The Pew Research Center is out with new polling on the Keystone XL pipeline that mirrors earlier, strongly favorable surveys by other public opinion surveys:
In terms of policy proposals currently under consideration in Washington, there is far more support than opposition for building the Keystone XL pipeline that would carry oil from Canada’s oil sands to refineries in Texas. … Among those who have heard at least a little about the Keystone XL pipeline, 66% say the government should approve the pipeline, while just 23% say it should not.
The poll’s splits show that Keystone XL support is broad:
Republicans are far more likely than Democrats or independents to have heard about the pipeline. Among those aware of this issue, 84% of Republicans say the government should build the pipeline, while just 9% say they should not. Independents, by greater than two-to-one (66% to 27%) approve of its construction. Democrats who have heard about the pipeline also are supportive – 49% approve of building the pipeline and 33% disapprove.

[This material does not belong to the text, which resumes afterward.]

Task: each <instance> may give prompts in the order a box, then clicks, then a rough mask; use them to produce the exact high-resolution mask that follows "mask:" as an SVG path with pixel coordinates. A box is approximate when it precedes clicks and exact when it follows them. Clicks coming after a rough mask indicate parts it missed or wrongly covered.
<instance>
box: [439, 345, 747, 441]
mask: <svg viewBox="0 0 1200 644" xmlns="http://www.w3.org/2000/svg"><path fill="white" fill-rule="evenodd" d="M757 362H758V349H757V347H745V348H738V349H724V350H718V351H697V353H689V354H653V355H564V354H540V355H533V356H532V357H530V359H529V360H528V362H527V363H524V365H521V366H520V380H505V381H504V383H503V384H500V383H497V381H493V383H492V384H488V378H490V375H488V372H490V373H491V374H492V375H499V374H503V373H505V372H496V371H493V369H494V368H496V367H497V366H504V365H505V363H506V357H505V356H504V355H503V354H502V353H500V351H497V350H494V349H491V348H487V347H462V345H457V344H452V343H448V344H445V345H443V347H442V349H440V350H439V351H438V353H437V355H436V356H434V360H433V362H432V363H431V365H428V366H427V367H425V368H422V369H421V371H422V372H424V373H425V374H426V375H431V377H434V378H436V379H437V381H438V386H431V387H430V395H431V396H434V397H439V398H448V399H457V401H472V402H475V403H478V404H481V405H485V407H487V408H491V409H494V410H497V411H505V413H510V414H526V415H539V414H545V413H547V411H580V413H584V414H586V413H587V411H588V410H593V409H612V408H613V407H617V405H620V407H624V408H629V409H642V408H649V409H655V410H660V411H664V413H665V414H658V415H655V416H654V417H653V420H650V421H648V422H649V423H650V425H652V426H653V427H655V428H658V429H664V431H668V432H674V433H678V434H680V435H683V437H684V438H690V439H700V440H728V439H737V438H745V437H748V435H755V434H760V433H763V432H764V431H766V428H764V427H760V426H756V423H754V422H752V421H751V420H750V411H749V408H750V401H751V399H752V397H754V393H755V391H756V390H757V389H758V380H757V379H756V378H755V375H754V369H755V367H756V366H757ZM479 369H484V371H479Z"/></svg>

Again, Pew is finding what others already have found, that there’s a U.S. consensus for building the Keystone XL – to strengthen our energy relationship with Canada, make our energy future more secure and create jobs.

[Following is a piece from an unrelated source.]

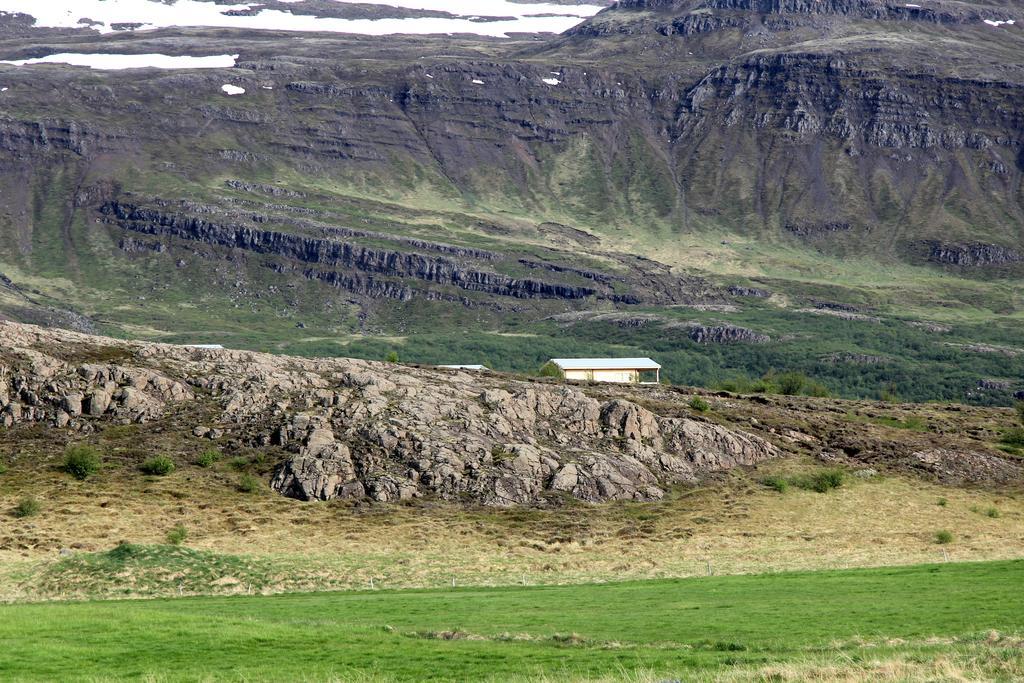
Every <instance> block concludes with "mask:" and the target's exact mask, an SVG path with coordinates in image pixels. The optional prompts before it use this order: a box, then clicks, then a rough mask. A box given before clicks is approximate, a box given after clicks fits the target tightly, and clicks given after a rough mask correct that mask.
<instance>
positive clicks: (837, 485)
mask: <svg viewBox="0 0 1024 683" xmlns="http://www.w3.org/2000/svg"><path fill="white" fill-rule="evenodd" d="M845 479H846V473H845V472H844V471H843V470H840V469H827V470H821V471H819V472H812V473H810V474H801V475H798V476H795V477H792V478H791V479H790V483H792V484H793V485H794V486H796V487H797V488H804V489H807V490H814V492H817V493H819V494H824V493H826V492H828V490H831V489H833V488H839V487H840V486H842V485H843V481H844V480H845Z"/></svg>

Earlier this month a Fox News poll found that 67 percent of respondents said the pipeline should be built, while just 25 percent opposed it. Last month a Rasmussen Reports poll put the Keystone XL’s support at 56 percent, while a United Technologies/National Journal Congressional Connection poll had favorability at 64 percent.

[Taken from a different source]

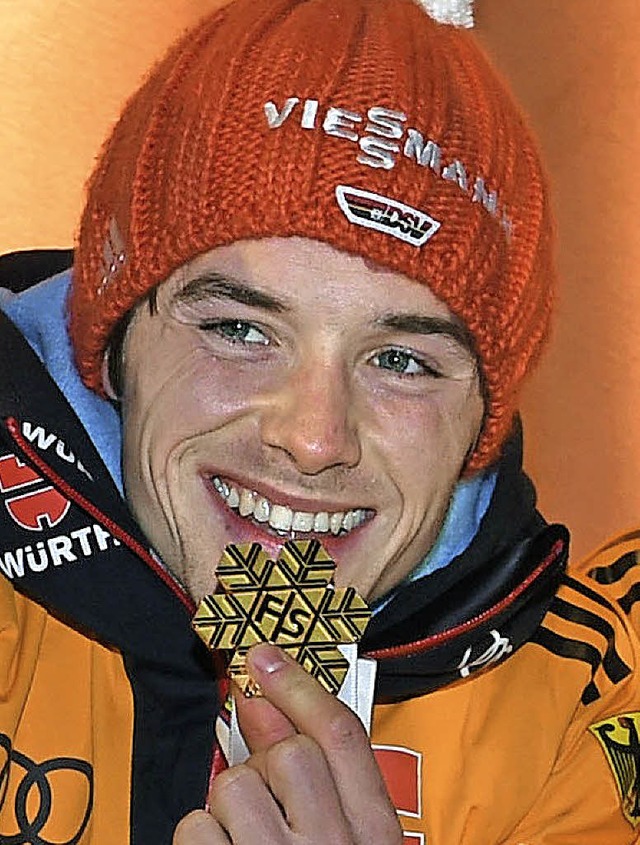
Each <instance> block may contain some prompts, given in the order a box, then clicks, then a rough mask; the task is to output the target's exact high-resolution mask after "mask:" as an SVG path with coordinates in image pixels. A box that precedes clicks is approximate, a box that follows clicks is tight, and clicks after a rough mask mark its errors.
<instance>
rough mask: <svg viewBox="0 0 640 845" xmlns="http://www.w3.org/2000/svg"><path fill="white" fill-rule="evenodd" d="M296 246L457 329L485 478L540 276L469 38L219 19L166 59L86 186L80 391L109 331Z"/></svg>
mask: <svg viewBox="0 0 640 845" xmlns="http://www.w3.org/2000/svg"><path fill="white" fill-rule="evenodd" d="M340 186H342V187H340ZM429 221H431V223H429ZM434 221H435V222H434ZM429 226H431V228H429ZM416 233H417V234H416ZM292 235H299V236H303V237H307V238H314V239H317V240H320V241H324V242H327V243H329V244H331V245H332V246H334V247H336V248H338V249H342V250H346V251H349V252H353V253H357V254H360V255H363V256H365V257H366V258H368V259H370V260H372V261H374V262H377V263H378V264H380V265H382V266H384V267H386V268H389V269H391V270H394V271H397V272H400V273H404V274H405V275H406V276H408V277H410V278H411V279H414V280H417V281H418V282H420V283H423V284H426V285H428V286H429V288H430V289H431V290H432V291H433V292H434V293H435V294H436V295H437V296H438V297H439V298H440V299H441V300H443V301H444V302H445V303H446V304H447V306H448V307H449V308H450V310H451V311H452V312H453V313H454V314H456V315H457V316H458V317H460V318H461V319H462V321H463V322H464V323H465V325H466V326H467V328H468V330H469V331H470V333H471V335H472V336H473V338H474V340H475V345H476V351H477V354H478V358H479V362H480V365H481V368H482V372H483V378H484V382H485V388H486V391H487V397H488V400H487V414H486V419H485V423H484V427H483V430H482V433H481V436H480V439H479V442H478V444H477V447H476V449H475V452H474V453H473V455H472V456H471V458H470V461H469V463H468V466H467V471H469V472H471V471H474V470H476V469H479V468H481V467H484V466H486V465H488V464H490V463H491V462H493V461H494V460H495V459H496V458H497V456H498V455H499V452H500V447H501V444H502V443H503V441H504V439H505V437H506V436H507V434H508V432H509V429H510V427H511V424H512V418H513V414H514V413H515V410H516V407H517V401H518V393H519V390H520V386H521V384H522V380H523V378H524V377H525V375H526V374H527V372H528V371H529V370H530V369H531V367H532V365H533V364H534V362H535V361H536V359H537V357H538V354H539V351H540V349H541V346H542V344H543V341H544V339H545V337H546V335H547V331H548V324H549V315H550V308H551V300H552V290H553V276H554V271H553V266H552V249H551V241H552V232H551V222H550V214H549V209H548V203H547V198H546V190H545V179H544V176H543V173H542V169H541V166H540V163H539V159H538V155H537V151H536V147H535V144H534V142H533V140H532V138H531V135H530V133H529V131H528V129H527V128H526V126H525V123H524V121H523V119H522V117H521V115H520V113H519V111H518V109H517V108H516V106H515V105H514V103H513V101H512V99H511V97H510V95H509V94H508V93H507V91H506V90H505V87H504V85H503V84H502V82H501V81H500V80H499V79H498V78H497V76H496V74H495V73H494V71H493V70H492V68H491V67H490V66H489V64H488V62H487V61H486V59H485V58H484V56H483V54H482V53H481V51H480V49H479V48H478V46H477V44H476V43H475V41H474V40H473V36H471V35H470V34H469V33H468V32H465V31H461V30H455V29H453V28H451V27H446V26H442V25H439V24H436V23H434V22H433V21H432V20H431V19H430V18H429V17H428V16H427V15H426V14H425V12H424V11H423V10H422V9H420V8H419V7H418V6H417V5H416V4H415V3H414V2H413V0H234V2H232V3H231V4H229V5H228V6H225V7H224V8H222V9H220V10H219V11H217V12H216V13H215V14H214V15H212V16H210V17H209V18H207V19H205V20H204V21H203V22H202V24H200V25H199V26H198V27H197V28H196V29H195V30H193V31H191V32H190V33H188V34H187V35H186V36H185V37H183V38H182V39H181V40H180V41H179V42H178V43H177V44H176V45H174V47H173V48H172V49H171V50H170V52H169V53H168V55H167V56H166V57H165V59H164V60H162V61H161V62H160V63H159V64H158V65H157V66H156V67H155V68H154V70H153V71H152V72H151V74H150V75H149V77H148V79H147V80H146V82H145V83H144V85H143V86H142V87H141V89H140V90H139V91H138V92H137V93H136V94H135V95H134V96H133V97H132V99H131V100H130V101H129V103H128V104H127V106H126V107H125V109H124V112H123V114H122V116H121V119H120V121H119V122H118V123H117V125H116V126H115V128H114V131H113V133H112V135H111V137H110V139H109V140H108V141H107V143H106V144H105V147H104V149H103V151H102V154H101V156H100V158H99V161H98V163H97V166H96V169H95V172H94V174H93V176H92V178H91V179H90V181H89V184H88V197H87V204H86V208H85V212H84V215H83V218H82V222H81V226H80V231H79V237H78V243H77V250H76V263H75V268H74V280H73V286H72V290H71V294H70V302H69V309H70V331H71V336H72V341H73V345H74V348H75V352H76V357H77V363H78V367H79V370H80V373H81V375H82V378H83V380H84V381H85V383H86V384H87V385H88V386H90V387H91V388H93V389H94V390H97V391H98V392H101V391H102V386H101V363H102V357H103V353H104V350H105V348H106V347H107V345H108V341H109V336H110V333H111V331H112V330H113V328H114V326H115V324H116V323H117V322H118V321H119V320H120V319H121V318H122V317H123V315H124V314H125V313H127V312H128V311H129V310H130V309H131V308H132V307H133V306H134V304H135V303H136V302H137V301H139V300H140V299H141V298H142V297H144V296H145V295H146V294H147V293H148V292H149V290H150V289H151V288H153V287H154V286H156V285H158V284H160V283H161V282H162V281H164V280H165V279H166V278H167V277H168V276H169V275H170V274H171V273H172V272H173V271H174V270H175V269H176V268H177V267H179V266H181V265H182V264H184V263H186V262H188V261H189V260H190V259H192V258H194V257H195V256H196V255H198V254H200V253H203V252H206V251H208V250H210V249H212V248H214V247H217V246H221V245H224V244H228V243H231V242H233V241H236V240H240V239H246V238H262V237H271V236H282V237H286V236H292Z"/></svg>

Certainly, the momentum of that kind of public support isn’t unnoticed. Montana Gov. Brian Schweitzer tells The Canadian Press the Keystone XL makes too much sense to be stopped by Washington politics:
“Blah, blah, blah, Washington, D.C., politics. If you want to get something a) not done and b) cussed and discussed, send it to Washington, D.C. It’s got to get built.”
We and a strong majority of Americans agree.